SSTable Data Format
|
Preview | Unofficial | For review only |
This page is the reference contributors need when debugging data corruption, implementing new cell types, or understanding how CQL values map to bytes on disk.
It covers the binary layout of Data.db in full, from partition headers through cell flags and collection encoding, and documents the metadata tables in Statistics.db.
Readers working on compaction, repair, or a new storage engine feature will find the on-disk contract described here.

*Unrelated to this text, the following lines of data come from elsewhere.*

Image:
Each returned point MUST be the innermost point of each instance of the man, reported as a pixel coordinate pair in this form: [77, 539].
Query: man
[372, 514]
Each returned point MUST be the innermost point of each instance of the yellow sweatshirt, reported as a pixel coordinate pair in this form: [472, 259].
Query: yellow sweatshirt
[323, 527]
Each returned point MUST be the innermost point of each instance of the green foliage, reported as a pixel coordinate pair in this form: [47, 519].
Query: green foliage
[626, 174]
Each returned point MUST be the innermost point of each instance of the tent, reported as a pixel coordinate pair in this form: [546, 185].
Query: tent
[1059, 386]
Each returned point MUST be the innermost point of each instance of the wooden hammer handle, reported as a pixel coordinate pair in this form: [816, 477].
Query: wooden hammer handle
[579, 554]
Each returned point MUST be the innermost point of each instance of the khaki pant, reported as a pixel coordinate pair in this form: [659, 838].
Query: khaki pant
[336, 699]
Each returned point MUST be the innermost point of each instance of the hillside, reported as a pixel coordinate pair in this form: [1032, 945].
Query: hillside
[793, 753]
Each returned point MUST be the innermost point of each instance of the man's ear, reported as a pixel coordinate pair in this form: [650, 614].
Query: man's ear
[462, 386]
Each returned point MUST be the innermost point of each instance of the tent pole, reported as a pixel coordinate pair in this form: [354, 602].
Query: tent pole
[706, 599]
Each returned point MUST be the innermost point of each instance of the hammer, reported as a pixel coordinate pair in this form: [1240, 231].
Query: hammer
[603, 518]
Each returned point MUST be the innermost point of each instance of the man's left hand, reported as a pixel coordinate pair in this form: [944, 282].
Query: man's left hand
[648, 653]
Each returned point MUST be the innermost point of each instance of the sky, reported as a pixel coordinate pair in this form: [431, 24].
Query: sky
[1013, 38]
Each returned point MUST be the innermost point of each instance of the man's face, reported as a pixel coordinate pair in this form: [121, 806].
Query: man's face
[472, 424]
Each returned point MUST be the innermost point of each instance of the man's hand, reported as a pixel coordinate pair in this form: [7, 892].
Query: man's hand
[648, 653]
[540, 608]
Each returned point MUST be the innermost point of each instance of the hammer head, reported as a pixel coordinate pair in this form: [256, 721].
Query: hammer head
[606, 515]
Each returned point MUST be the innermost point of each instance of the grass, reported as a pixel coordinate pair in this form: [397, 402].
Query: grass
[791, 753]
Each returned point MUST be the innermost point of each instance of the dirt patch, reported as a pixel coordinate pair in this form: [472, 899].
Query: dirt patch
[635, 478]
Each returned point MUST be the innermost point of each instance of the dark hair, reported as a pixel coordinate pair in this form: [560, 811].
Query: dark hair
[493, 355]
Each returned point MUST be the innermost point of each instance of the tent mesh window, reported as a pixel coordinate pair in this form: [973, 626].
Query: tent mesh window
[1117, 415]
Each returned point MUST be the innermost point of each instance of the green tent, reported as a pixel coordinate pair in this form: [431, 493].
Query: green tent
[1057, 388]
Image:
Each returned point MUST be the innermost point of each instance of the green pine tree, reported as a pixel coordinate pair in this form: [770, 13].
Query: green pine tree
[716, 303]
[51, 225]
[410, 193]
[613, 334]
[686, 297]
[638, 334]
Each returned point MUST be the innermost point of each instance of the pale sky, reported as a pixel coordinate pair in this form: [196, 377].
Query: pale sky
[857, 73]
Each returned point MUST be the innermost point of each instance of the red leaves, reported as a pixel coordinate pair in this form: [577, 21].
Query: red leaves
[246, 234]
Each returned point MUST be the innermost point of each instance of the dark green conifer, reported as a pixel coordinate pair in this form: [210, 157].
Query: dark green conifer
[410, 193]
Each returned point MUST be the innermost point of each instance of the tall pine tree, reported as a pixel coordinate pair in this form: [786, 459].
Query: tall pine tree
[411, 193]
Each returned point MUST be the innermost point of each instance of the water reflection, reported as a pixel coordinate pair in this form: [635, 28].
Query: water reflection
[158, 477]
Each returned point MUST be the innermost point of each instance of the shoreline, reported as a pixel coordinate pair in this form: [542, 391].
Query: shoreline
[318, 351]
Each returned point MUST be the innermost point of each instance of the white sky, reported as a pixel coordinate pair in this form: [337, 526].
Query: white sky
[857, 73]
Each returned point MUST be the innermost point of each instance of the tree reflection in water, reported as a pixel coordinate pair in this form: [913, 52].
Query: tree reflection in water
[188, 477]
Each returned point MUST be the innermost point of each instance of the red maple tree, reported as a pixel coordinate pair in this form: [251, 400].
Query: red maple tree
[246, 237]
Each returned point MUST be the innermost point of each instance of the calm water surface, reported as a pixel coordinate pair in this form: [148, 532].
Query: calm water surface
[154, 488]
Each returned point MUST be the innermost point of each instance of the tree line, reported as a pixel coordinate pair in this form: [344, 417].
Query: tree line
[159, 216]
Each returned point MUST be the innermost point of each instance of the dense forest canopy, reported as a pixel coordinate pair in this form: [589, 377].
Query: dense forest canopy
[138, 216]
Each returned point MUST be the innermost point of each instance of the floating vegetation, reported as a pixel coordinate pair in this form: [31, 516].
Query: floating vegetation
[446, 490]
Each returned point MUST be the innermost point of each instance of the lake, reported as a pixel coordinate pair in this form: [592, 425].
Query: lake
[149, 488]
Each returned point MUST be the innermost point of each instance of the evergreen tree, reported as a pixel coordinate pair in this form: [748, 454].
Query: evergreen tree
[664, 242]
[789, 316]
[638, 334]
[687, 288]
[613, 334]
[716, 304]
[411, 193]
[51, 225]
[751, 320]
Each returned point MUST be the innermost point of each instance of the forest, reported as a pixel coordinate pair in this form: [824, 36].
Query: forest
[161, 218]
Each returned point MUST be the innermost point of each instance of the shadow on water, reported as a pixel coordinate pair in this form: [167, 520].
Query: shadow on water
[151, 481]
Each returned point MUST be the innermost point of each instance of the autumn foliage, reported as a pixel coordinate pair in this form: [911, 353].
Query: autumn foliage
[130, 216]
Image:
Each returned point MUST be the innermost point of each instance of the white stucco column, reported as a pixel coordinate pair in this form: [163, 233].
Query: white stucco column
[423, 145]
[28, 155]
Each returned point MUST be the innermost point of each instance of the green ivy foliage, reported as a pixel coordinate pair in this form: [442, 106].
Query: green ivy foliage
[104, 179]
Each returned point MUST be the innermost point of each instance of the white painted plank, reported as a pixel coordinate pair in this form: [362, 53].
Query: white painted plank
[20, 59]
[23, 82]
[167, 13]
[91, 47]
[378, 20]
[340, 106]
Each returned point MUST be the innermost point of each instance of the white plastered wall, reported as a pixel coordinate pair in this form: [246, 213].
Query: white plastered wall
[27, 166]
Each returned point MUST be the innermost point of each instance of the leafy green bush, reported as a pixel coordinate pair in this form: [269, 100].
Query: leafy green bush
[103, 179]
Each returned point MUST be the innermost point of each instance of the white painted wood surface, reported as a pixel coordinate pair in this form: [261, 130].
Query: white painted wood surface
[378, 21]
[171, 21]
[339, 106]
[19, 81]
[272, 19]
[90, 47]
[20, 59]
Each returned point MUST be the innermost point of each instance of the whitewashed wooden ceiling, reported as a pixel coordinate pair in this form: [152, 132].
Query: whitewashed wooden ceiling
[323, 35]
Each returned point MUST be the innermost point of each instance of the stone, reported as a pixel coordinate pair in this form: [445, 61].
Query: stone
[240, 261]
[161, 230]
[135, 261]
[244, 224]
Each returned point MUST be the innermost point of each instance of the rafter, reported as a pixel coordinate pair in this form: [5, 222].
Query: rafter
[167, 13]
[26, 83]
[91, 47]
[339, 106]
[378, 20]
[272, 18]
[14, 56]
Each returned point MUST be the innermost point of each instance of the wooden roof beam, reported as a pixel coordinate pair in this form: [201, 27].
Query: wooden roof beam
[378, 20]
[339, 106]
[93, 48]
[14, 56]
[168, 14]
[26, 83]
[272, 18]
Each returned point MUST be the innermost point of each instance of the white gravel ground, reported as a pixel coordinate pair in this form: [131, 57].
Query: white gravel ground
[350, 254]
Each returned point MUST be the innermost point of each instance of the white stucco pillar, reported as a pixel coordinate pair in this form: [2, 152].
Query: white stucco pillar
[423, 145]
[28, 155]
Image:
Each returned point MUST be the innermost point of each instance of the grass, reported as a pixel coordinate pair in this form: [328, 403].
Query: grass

Source links point to the canonical Java classes so you can navigate directly to the serialization code.
Partition Layout in Data.db
Data.db is a flat sequence of partitions, written in token order (ascending by partition key hash).
Each partition is self-contained: a reader can skip from one partition to the next using the index in Index.db without parsing the interior.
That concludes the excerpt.